Despite the fact I am still sick I went out to Impulse tonight. I only stayed for about 45 minutes because I started to feel dizzy and like I was going to vomit. However, I am proud that I went out on my own. Plus, for the short time I was there I saw and talked to several really cool people. I like Impulse/Rez cause it's not huge and there's none of the Boston club drama. I feel accepted there.
I was having some image problems earlier. I have, what I think, are huge bags under my eyes. People tell me they aren't that bad and it just seems that way cause I haven't been getting a lot of sleep. I tried to take some selfies, but every time I looked at the pic something was wrong. It looked different than what I saw in the mirror. When I did the #nomakeupselfies photo I just couldn't understand how Pete could think I was the most beautiful girl he's ever been with. I think that most beautiful to him must be ugliest to everyone else, because there's no way anyone would ever think I'm that beautiful.
I managed to get myself out of it. Going out helped. It made me feel confident. When I got home I watched videos from when I was in a shadow cast production of Grease, and that cheered me up a lot.

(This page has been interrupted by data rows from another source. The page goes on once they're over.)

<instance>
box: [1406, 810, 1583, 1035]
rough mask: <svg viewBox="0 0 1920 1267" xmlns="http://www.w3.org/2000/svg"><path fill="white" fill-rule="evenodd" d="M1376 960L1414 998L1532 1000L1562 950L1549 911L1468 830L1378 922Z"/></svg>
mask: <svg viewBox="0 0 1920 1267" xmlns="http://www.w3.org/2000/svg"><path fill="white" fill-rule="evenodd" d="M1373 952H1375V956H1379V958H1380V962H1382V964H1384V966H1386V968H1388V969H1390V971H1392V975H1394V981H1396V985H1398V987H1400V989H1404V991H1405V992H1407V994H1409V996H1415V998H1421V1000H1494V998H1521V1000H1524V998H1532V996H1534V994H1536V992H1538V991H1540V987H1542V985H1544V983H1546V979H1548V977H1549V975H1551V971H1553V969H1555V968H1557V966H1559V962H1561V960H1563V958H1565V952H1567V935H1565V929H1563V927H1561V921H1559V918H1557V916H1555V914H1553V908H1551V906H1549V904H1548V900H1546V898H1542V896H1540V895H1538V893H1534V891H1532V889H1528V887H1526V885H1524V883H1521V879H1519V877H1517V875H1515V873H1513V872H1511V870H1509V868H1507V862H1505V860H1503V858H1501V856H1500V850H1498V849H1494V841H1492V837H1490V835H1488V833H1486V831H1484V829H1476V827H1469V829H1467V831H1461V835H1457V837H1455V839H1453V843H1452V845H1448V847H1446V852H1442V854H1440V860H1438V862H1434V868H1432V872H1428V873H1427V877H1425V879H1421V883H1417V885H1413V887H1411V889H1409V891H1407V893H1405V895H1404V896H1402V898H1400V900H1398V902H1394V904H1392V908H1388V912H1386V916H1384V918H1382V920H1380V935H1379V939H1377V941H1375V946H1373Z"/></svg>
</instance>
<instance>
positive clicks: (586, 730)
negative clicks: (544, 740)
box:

Recently I talked to someone about what happened with my step mother when I was younger. I won't say who, but it's someone who's opinion carries a lot of weight to me. This person completely validated me, and it meant so much. They told me that, yes, it would be considered child abuse and if it were today Child Protective Services would have come for her. They also told me it's perfectly understandable that I now have C-PTSD. That whole conversation meant so much to me.